5 Kommentare Schreibe einen Kommentar

  1. Ja, fast unvorstellbar, dass die Bildpunkte der 4 Teleskope so vereinigt werden können als wäre da nur ein einziges Teleskop. Denn es bedeutet bei der Wellennatur der Lichtpunkte, dass Wellenhügel mit Wellenhügeln und Wellentäler mit Wellentäler vereinigt werden müssen. Die Distanz zwischen zwei Wellentälern sind im optischen Bereich aber im Submikronbereich, also kleiner als ein tausendstel Millimeter. Die mechanische Genauigkeit müsste dann nach Hausmannslogik ebenfalls im Bereich von tausendstel Millimeter liegen. Doch fast jedes meterlange Material ändert seine Länge auch nur schon bei 0.1 Celsius Erwärmung um deutlich mehr. Wir haben es hier also mit einem Wunder zu tun. Da muss man sich nicht wundern, dass es etwas länger gedauert hat, bis alles zusammen war zumal immer noch der Spruch gilt: „Unmögliches wird sofort erledigt, Wunder dauern etwas länger“

    • Zusatz: Natürlich muss die Spiegeloberflächengenauigkeit eines einzelnen Teleskops schon im Submikrometerbereich liegen. Doch wenn man 4 Teleskope zusammenschalten will, heisst das ja, dass man das Licht der korrespondierenden Bildpunkte der 4 Teleskope an einen gemeinsamen Punkt weiterleiten muss. Und dieser Punkt liegt dann dutzende von Metern, also ein Vielfaches des Spiegeldurchmessers, entfernt von den Ursprungspunkten. Je länger der Weg, desto mehr Ungenauigkeit kann sich aber einstellen.

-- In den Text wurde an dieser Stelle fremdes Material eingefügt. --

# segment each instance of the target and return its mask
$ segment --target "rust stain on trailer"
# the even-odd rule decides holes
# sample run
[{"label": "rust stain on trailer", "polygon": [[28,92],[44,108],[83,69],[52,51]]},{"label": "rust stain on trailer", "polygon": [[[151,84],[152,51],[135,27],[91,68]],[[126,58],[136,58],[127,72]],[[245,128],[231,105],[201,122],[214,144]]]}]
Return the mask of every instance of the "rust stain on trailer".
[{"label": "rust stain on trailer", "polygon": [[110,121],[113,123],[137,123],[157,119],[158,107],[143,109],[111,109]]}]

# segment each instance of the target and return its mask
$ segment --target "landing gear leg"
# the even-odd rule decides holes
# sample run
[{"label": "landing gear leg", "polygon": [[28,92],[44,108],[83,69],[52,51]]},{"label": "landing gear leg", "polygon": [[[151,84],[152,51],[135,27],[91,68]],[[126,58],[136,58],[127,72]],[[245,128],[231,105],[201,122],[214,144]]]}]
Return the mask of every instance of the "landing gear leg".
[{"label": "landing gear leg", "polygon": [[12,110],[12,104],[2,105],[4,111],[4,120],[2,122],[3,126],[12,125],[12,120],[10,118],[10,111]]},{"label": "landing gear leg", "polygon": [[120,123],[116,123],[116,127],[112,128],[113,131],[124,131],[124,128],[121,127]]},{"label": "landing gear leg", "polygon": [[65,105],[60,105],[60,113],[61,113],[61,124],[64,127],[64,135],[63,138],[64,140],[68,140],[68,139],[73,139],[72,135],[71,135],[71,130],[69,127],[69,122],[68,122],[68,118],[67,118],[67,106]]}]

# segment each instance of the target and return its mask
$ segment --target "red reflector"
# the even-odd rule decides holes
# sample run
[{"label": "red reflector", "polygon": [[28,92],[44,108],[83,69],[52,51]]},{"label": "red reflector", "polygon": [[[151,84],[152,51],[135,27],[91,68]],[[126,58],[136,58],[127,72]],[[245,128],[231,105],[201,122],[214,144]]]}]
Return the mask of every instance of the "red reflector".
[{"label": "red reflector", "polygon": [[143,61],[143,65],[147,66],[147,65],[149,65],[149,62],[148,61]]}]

      • Ja, in der Tat. Die Technologie ist reichlich spektakulär, was da mit den Lichtwellen geschieht. Im Talk ist auch eine Animation zu sehen, die den (leider habe ich vergessen, wie viele Meter – aber ziemlich langen) Weg durch den Untergrund bis zum Interferenzbild zeigt. Ich fand, dass die Technologie schon sehr, sehr beeindruckend ist – ganz abgesehen davon natürlich auch das, was man damit dann forschend machen kann …

  2. Susanne Päch schrieb (19. Juni 2017):
    > […] Plan B: Mit einem Laser projizieren die Astrophysiker in 90 Kilometern Höhe virtuelle Leitsterne.

    Wer sich (etwa so wie ich) daraufhin fragt, wie, in welchen Höhen und mit welcher Genauigkeit sich „virtuelle Leitsterne“ überhaupt „projizieren“ lassen, findet Hinweise u.a. in Wikipedia.